The Cult of Da Man

tributes to da man

Da Once and Future Man

By The High Priestess

You had me at "nonsense," Henry. You had me at "nonsense."

Although I am not much in the habit of revealing my deepest emotions on the Internet, I have a confession to make: I am a sucker for a guy who makes me laugh. And Henry Tilney makes me laugh. The greatcoat and the curricle and the hat that sits so well are just window dressing. If he wasn't intelligent and funny, he would be just another tall, dark, very close to handsome literary hero. But there's so much more to Henry, so much for the discerning reader to enjoy.

But the first time I read Northanger Abbey, and I can't quite remember if it was the last of Jane Austen's novels I read or the second-to-last, I saw immediately that Henry was a different kind of hero. He delighted me from his first conversation with Catherine at the Lower Rooms:

"Yes, I know exactly what you will say: Friday, went to the Lower Rooms; wore my sprigged muslin robe with blue trimmings -- plain black shoes -- appeared to much advantage; but was strangely harassed by a queer, half-witted man, who would make me dance with him, and distressed me by his nonsense."

This brought me up short. Not only was I thoroughly charmed, but I thought, This is a Jane Austen hero? No, I thought. He must be the villain. Only villains and semi-villains in Jane Austen can be this funny, this handsome, this charming. He's another Willoughby, another Wickham, another Elliot, another Churchill. But I knew that I liked this Henry Tilney character. I was, from that moment, a member of the Cult of Da Man.

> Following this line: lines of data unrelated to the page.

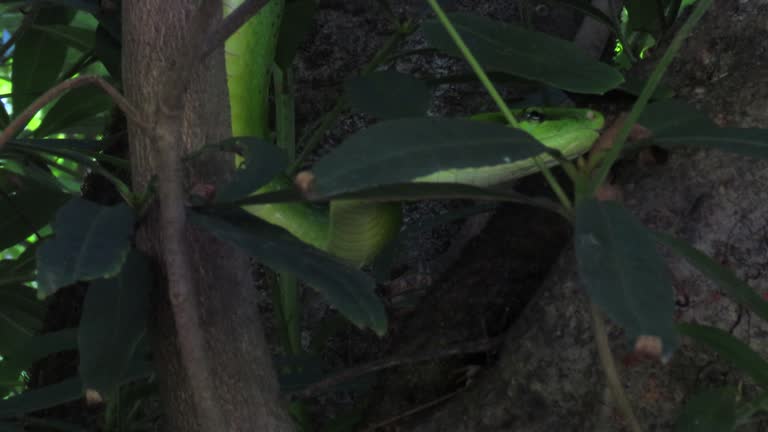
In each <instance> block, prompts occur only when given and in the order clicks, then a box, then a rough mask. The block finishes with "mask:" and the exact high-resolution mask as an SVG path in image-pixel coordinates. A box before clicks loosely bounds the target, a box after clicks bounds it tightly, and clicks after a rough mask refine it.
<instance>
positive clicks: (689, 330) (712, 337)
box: [677, 323, 768, 387]
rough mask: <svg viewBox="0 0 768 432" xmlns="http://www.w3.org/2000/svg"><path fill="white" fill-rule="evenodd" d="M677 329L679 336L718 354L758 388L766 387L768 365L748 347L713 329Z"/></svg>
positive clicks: (716, 330)
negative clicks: (737, 369) (756, 386)
mask: <svg viewBox="0 0 768 432" xmlns="http://www.w3.org/2000/svg"><path fill="white" fill-rule="evenodd" d="M677 328H678V331H679V332H680V334H682V335H684V336H688V337H690V338H692V339H693V340H695V341H696V342H698V343H700V344H703V345H706V346H707V347H709V348H710V349H712V350H714V351H715V352H717V353H718V354H720V356H721V357H723V358H724V359H726V360H727V361H729V362H730V363H732V364H733V365H734V366H735V367H736V368H737V369H739V370H741V371H743V372H745V373H747V374H748V375H749V376H751V377H752V379H754V380H755V382H756V383H757V384H759V385H760V386H763V387H765V386H768V363H766V361H765V360H763V359H762V357H760V354H758V353H756V352H755V351H753V350H752V348H750V347H749V345H747V344H745V343H744V342H742V341H740V340H739V339H737V338H736V337H734V336H732V335H731V334H730V333H728V332H725V331H723V330H720V329H719V328H715V327H710V326H705V325H699V324H688V323H679V324H678V325H677Z"/></svg>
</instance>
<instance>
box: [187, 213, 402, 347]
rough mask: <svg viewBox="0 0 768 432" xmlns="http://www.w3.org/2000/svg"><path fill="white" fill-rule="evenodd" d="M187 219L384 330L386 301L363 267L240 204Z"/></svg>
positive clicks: (375, 329)
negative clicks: (307, 243) (377, 288)
mask: <svg viewBox="0 0 768 432" xmlns="http://www.w3.org/2000/svg"><path fill="white" fill-rule="evenodd" d="M189 220H190V221H191V222H192V223H194V224H196V225H199V226H201V227H202V228H204V229H206V230H207V231H209V232H210V233H211V234H213V235H214V236H216V237H218V238H219V239H221V240H223V241H225V242H228V243H231V244H233V245H235V246H238V247H240V248H241V249H243V251H245V252H246V253H248V254H249V255H251V256H253V257H254V258H256V259H257V260H258V261H260V262H262V263H263V264H265V265H267V266H269V267H272V268H273V269H275V270H277V271H280V272H287V273H292V274H295V275H296V277H298V278H299V279H302V280H303V281H305V282H306V283H307V284H308V285H309V286H311V287H312V288H314V289H316V290H317V291H318V292H320V293H321V294H322V295H323V296H324V297H325V298H326V300H327V301H328V303H329V304H330V305H331V306H333V307H335V308H336V309H338V310H339V312H340V313H341V314H342V315H344V316H345V317H346V318H347V319H349V320H350V321H351V322H352V323H354V324H355V325H357V326H358V327H361V328H362V327H369V328H371V329H372V330H374V331H375V332H376V333H377V334H379V335H381V334H384V333H385V332H386V329H387V317H386V312H385V310H384V306H383V304H382V303H381V300H379V298H378V297H377V296H376V293H375V291H374V290H375V284H374V281H373V280H372V279H371V278H370V277H368V276H367V275H366V274H365V273H363V272H361V271H359V270H357V269H353V268H351V267H349V266H347V265H344V264H343V263H341V262H340V261H339V260H337V259H336V258H334V257H332V256H330V255H329V254H327V253H325V252H323V251H320V250H319V249H315V248H313V247H311V246H309V245H307V244H305V243H303V242H301V241H300V240H298V239H296V238H294V237H293V236H291V235H290V234H289V233H288V232H287V231H285V230H283V229H281V228H279V227H277V226H274V225H271V224H269V223H266V222H263V221H261V220H260V219H257V218H255V217H253V216H251V215H249V214H247V213H245V212H243V211H240V210H236V211H232V212H226V213H225V212H223V211H221V212H217V214H216V215H212V214H202V213H198V212H190V213H189Z"/></svg>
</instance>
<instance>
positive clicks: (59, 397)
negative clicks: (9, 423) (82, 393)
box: [0, 378, 83, 418]
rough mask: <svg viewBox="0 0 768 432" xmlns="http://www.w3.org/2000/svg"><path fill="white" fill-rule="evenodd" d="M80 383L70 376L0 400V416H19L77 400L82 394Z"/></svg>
mask: <svg viewBox="0 0 768 432" xmlns="http://www.w3.org/2000/svg"><path fill="white" fill-rule="evenodd" d="M82 385H83V384H82V382H81V381H80V379H79V378H70V379H68V380H65V381H62V382H60V383H58V384H52V385H49V386H46V387H43V388H39V389H35V390H30V391H28V392H25V393H22V394H20V395H18V396H14V397H11V398H8V399H5V400H0V418H7V417H15V416H20V415H24V414H28V413H31V412H34V411H40V410H43V409H46V408H51V407H55V406H57V405H61V404H64V403H67V402H72V401H74V400H78V399H80V396H81V395H82Z"/></svg>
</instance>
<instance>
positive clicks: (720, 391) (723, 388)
mask: <svg viewBox="0 0 768 432" xmlns="http://www.w3.org/2000/svg"><path fill="white" fill-rule="evenodd" d="M734 430H736V392H735V391H734V390H733V389H730V388H721V389H710V390H706V391H704V392H701V393H699V394H697V395H695V396H694V397H692V398H691V399H690V400H689V401H688V402H687V403H686V404H685V407H684V408H683V411H682V413H681V414H680V417H678V419H677V424H676V425H675V432H730V431H734Z"/></svg>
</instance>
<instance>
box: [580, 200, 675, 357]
mask: <svg viewBox="0 0 768 432" xmlns="http://www.w3.org/2000/svg"><path fill="white" fill-rule="evenodd" d="M575 229H576V232H575V238H574V242H575V247H576V257H577V259H578V266H579V275H580V277H581V280H582V281H583V283H584V286H585V288H586V289H587V292H588V293H589V296H590V298H591V299H592V301H593V302H595V303H596V304H597V305H598V306H600V308H601V309H602V310H604V311H605V312H606V314H607V315H608V316H609V317H610V318H611V319H612V320H613V321H615V322H616V323H617V324H619V325H621V326H622V327H624V328H625V330H626V331H627V333H628V335H629V337H630V340H634V339H635V338H637V337H639V336H643V335H648V336H657V337H659V338H661V340H662V344H663V349H664V353H665V354H671V353H672V352H673V351H674V350H675V349H676V348H677V346H678V345H679V337H678V334H677V331H676V330H675V325H674V319H673V313H674V298H673V297H674V296H673V293H672V283H671V281H670V279H669V275H668V274H667V270H666V267H665V264H664V260H663V259H662V258H661V256H660V255H659V253H658V250H657V249H656V243H655V242H654V240H653V236H652V234H651V232H650V231H649V230H648V229H646V228H645V227H644V226H643V225H642V224H641V223H640V222H639V221H638V220H637V219H635V218H634V217H633V216H632V215H631V214H630V213H629V212H628V211H627V210H626V209H625V208H623V207H622V206H620V205H619V204H617V203H615V202H601V201H597V200H595V199H588V200H585V201H583V202H581V203H579V204H578V205H577V206H576V221H575Z"/></svg>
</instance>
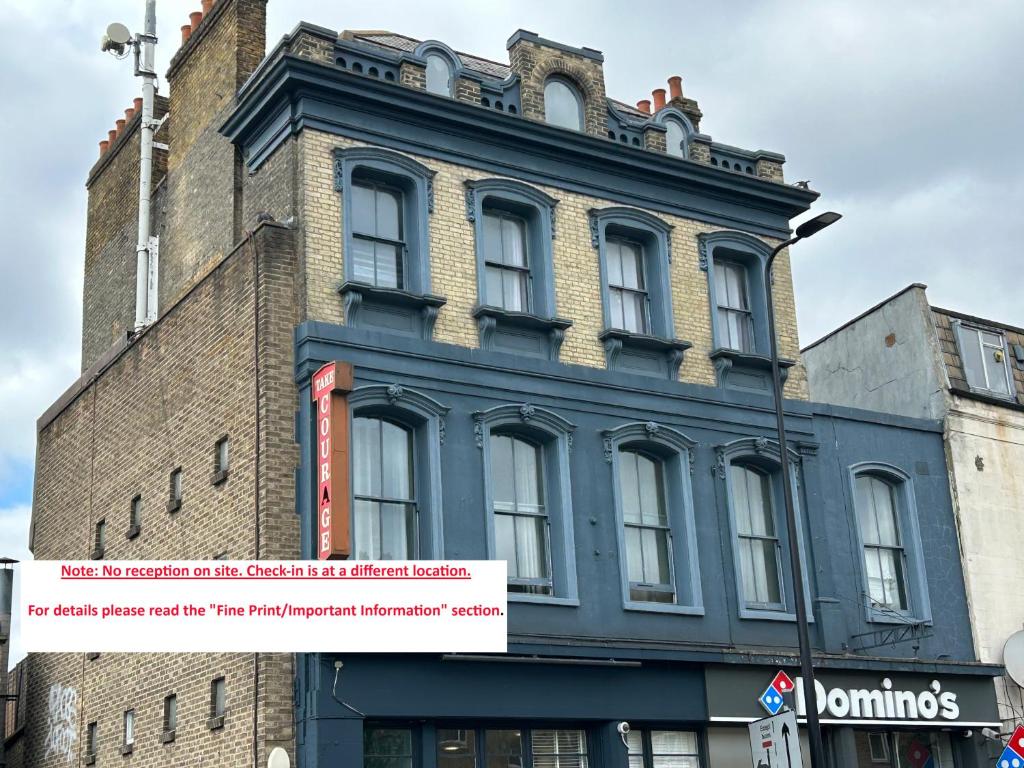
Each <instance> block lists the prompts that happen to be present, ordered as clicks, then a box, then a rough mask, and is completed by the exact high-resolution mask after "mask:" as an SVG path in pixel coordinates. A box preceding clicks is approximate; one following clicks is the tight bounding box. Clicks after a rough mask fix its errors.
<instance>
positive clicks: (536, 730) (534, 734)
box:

Of course, I didn't quite understand that I was reading a parody of a Gothic novel. I had read tons of Gothic novels, especially by Victoria Holt; in fact, I collected the paperback editions of her books. I knew the formula: Handsome, charming, somewhat rakish man meets our heroine, flirts, is obviously interested; she is interested, too, but senses something not quite right; there are hints of trouble, usually from another man, an understanding, long-suffering type who might make a fine husband as well; eventually the rakish one is proven to be a good guy and the seemingly nice fellow either killed or revealed as the villain himself; hero and heroine marry and live happily ever after. There may or may not be a passionate kiss or two along the way. So while I read Northanger Abbey, I kept waiting for the other shoe to drop. There had to be something wrong with this Henry Tilney. He might be an adulterer, a gambler, or any sort of reprobate, but there had to be something about him that would banish him forever from the ranks of Austenian heroes. Catherine would mourn him, but she would realize that she was better off with the nice but not-so-exciting guy.

And then the end of the novel came, and it was not Henry who was the bad guy, but his father! And it was indeed Henry who was the honorable one, who loved Catherine, who would take her back to his lovely parsonage at Woodston, with the windows down to the floors and the friendly dogs, where they would live together in perfect happiness. And later, I realized that I had fallen for one of the oldest conventions of Gothic novels: the good guy who only seems villainous! And Henry never really seems villainous, or acts it in any way; it was only my, and Catherine's, tortured imaginations that made it so. I was Catherine. I had let my imagination, fueled by a few too many Victoria Holt novels, run away with me. But now I, like Catherine, could savor all the wonderful things about Henry, the things that set him apart from the Darcys and the Knightleys and the Wentworths, all wonderful literary heroes in their own right. And the more I studied Henry, the more delightful I found him. No wonder he became, for me, Da Man.

While in the process of discovering and discussing all the wonderful things about Da Man, I discovered that I was not alone. There were many other women who felt the same way, who felt that tingle of delight when they read his words, who sighed when they thought about him riding to Fullerton. And for my sisters of the Cult of Da Man, I have created this website where we might wallow in our adoration of Henry Tilney, Da Once and Future Man.

May we, like Catherine and Henry, all hasten together to perfect felicity.